[Bro-Dev] [JIRA] (BIT-844) UDP payload signature patterns don't match packet-wise

Robin Sommer (JIRA) jira at bro-tracker.atlassian.net
Fri Apr 10 07:45:01 PDT 2015


    [ https://bro-tracker.atlassian.net/browse/BIT-844?page=com.atlassian.jira.plugin.system.issuetabpanels:comment-tabpanel&focusedCommentId=20245#comment-20245 ] 

Robin Sommer commented on BIT-844:
----------------------------------

Looking at the code again, I believe we still need this ExecPureRules() call. it's actually playing a similar role as the one in FinishEndpoint: making sure that at the end of the matching process, we have indeed reported all matches. However, for packet-wise matching, "the end of the matching process" occurs with every packet, i.e., each time the state gets cleared. 
that's also the interpretation of the end-of-stream here; it's essentially reporting lots of little streams to the engine.

So I believe that without this call, there could be matches missing for some forms of "pure" rules (those without any payload patterns). It's unlikely and these are rarely used these days anyways, and I'm not gonna bother finding a test case, but I'll add the call back in; shouldn't change anything else anyways.


> UDP payload signature patterns don't match packet-wise
> ------------------------------------------------------
>
>                 Key: BIT-844
>                 URL: https://bro-tracker.atlassian.net/browse/BIT-844
>             Project: Bro Issue Tracker
>          Issue Type: Problem
>          Components: Bro
>    Affects Versions: git/master
>            Reporter: Jon Siwek
>            Assignee: Robin Sommer
>            Priority: Low
>             Fix For: 2.4
>
>
> The docs say:
> {noformat}
> Regular expressions are implicitly anchored, i.e., they work as if prefixed with the ^ operator. For reassembled TCP connections, they are anchored at the first byte of the payload stream.

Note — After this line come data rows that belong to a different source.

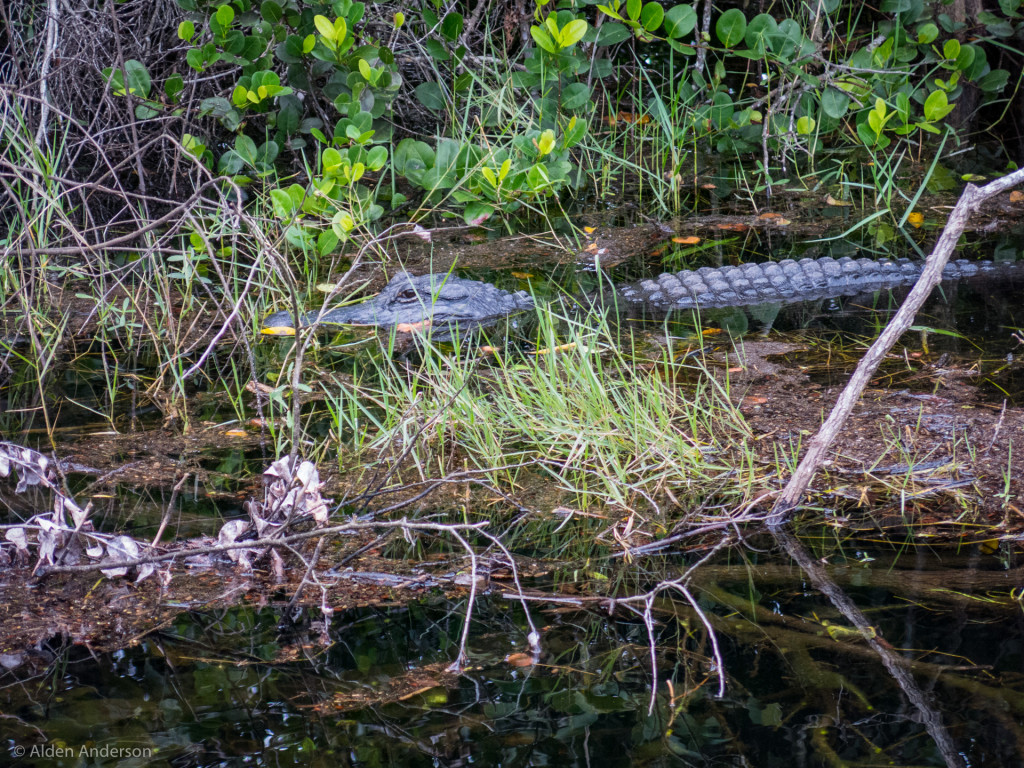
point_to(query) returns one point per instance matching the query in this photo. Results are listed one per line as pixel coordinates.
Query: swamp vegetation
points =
(578, 536)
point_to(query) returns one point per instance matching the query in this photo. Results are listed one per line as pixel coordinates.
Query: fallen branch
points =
(931, 275)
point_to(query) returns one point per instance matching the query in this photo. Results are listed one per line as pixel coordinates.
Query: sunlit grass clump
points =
(608, 429)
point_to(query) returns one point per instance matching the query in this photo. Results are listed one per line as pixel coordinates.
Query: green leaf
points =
(835, 102)
(546, 142)
(246, 147)
(611, 33)
(759, 31)
(730, 28)
(927, 34)
(805, 125)
(574, 132)
(332, 160)
(572, 33)
(680, 20)
(173, 86)
(430, 95)
(137, 78)
(543, 39)
(651, 15)
(325, 28)
(224, 15)
(376, 158)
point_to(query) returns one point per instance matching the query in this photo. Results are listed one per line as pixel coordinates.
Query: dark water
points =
(250, 686)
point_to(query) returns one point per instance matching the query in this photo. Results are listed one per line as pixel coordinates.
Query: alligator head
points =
(440, 302)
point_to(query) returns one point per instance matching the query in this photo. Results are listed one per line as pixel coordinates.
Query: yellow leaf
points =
(829, 200)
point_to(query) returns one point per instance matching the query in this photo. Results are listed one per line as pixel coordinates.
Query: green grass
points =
(599, 429)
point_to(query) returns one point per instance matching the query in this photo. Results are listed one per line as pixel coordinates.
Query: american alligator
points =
(443, 301)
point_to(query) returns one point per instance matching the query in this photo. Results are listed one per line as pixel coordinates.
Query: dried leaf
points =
(519, 659)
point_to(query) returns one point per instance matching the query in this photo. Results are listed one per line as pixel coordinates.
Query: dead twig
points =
(931, 275)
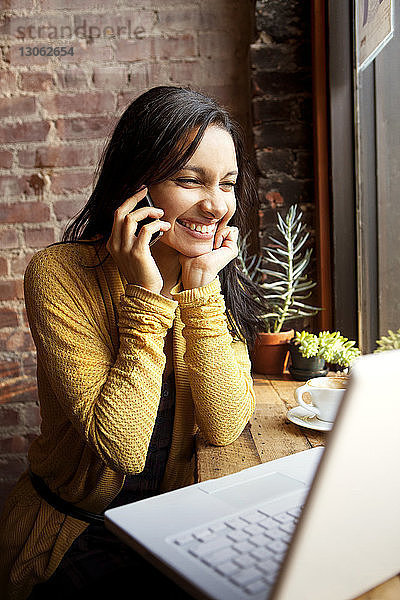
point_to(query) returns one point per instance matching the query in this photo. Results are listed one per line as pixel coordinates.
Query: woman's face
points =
(199, 198)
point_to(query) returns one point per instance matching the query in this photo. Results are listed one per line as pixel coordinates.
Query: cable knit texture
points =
(100, 356)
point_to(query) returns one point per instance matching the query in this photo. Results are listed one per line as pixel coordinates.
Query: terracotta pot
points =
(302, 369)
(271, 352)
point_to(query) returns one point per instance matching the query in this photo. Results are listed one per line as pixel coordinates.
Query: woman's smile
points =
(198, 230)
(199, 198)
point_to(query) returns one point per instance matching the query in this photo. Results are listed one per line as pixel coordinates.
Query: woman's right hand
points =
(132, 254)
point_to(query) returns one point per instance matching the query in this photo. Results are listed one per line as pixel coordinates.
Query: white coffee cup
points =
(326, 394)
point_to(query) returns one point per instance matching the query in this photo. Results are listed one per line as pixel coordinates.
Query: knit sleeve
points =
(219, 366)
(110, 397)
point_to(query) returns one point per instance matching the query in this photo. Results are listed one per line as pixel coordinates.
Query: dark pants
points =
(99, 566)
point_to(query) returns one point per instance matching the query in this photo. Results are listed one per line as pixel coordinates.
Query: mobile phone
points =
(147, 201)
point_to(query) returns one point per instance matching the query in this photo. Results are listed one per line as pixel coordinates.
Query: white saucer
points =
(301, 416)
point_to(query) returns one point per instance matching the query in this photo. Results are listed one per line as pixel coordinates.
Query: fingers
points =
(130, 225)
(114, 243)
(227, 236)
(148, 230)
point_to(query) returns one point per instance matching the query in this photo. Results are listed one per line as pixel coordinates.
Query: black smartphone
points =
(147, 201)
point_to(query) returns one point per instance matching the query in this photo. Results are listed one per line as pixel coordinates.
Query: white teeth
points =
(198, 227)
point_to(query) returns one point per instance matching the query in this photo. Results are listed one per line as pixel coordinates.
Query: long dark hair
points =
(149, 145)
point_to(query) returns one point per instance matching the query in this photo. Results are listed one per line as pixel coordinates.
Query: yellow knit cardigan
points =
(100, 363)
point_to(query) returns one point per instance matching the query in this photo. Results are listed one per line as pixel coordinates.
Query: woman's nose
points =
(215, 202)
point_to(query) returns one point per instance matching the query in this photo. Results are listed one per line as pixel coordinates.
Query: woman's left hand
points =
(201, 270)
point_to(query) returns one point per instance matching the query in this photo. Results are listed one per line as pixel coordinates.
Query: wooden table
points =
(270, 435)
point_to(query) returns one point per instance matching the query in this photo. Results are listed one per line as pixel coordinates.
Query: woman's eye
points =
(187, 180)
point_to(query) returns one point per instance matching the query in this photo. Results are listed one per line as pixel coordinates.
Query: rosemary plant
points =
(284, 282)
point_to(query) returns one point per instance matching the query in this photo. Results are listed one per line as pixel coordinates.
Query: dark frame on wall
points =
(342, 167)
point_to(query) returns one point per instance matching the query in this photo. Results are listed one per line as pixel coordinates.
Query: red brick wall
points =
(281, 65)
(55, 113)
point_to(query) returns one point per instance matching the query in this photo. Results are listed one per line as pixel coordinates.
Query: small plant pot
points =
(270, 352)
(302, 369)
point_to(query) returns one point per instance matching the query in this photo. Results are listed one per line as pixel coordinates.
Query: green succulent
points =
(332, 347)
(389, 342)
(284, 284)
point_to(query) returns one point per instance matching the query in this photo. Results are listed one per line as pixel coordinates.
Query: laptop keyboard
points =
(246, 549)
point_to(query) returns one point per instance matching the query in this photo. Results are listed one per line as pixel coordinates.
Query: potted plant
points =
(391, 341)
(313, 355)
(284, 286)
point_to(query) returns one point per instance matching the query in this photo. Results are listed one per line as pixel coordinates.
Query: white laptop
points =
(264, 534)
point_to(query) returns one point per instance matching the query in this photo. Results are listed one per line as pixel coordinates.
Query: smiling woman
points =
(138, 346)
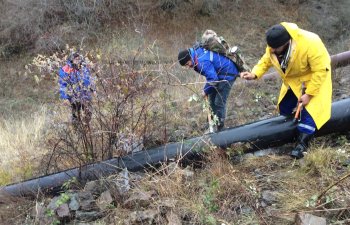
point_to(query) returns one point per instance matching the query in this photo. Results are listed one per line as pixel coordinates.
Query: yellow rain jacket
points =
(310, 64)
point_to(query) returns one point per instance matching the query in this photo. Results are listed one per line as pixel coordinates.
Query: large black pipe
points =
(270, 132)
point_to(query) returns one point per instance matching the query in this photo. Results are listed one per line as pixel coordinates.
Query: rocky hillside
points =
(132, 39)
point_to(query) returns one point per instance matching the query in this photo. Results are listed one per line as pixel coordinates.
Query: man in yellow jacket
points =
(303, 62)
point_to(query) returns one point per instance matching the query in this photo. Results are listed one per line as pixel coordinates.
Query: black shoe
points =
(297, 152)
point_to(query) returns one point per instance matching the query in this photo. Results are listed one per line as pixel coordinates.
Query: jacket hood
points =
(292, 29)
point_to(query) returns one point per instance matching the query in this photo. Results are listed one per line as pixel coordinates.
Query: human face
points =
(189, 64)
(280, 49)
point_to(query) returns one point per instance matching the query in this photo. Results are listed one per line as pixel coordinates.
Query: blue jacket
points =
(75, 85)
(213, 66)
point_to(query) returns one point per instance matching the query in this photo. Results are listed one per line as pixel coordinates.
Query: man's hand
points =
(305, 99)
(248, 76)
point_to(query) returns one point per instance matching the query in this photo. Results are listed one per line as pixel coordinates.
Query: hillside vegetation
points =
(142, 99)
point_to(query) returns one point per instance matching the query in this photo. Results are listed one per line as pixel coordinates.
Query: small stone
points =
(105, 200)
(308, 219)
(88, 216)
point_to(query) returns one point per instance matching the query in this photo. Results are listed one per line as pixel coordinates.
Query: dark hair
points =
(277, 35)
(184, 56)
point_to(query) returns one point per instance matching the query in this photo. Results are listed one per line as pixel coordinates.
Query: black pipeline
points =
(265, 133)
(271, 132)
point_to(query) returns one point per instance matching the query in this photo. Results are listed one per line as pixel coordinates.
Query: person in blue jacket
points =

For all other connections, they are anchored at the first payload byte of each packet. To match at arbitrary positions, you can prefix the regular expression with .*, as done in the examples above.
> {noformat}
> But for a UDP connection made up of 2 packets with payloads "XXXX'" and then "YYYY", I still need the ".*" prefix to match on the 2nd:
> {noformat}
> signature yyyy {
>  ip-proto = udp
>  payload /.*YYYY/
>  event "Found YYYY"
> }
> {noformat}
> Changing the pattern to {{/YYYY/}} or {{/^YYYY/}} results in no match (but does match if I flip order of packets).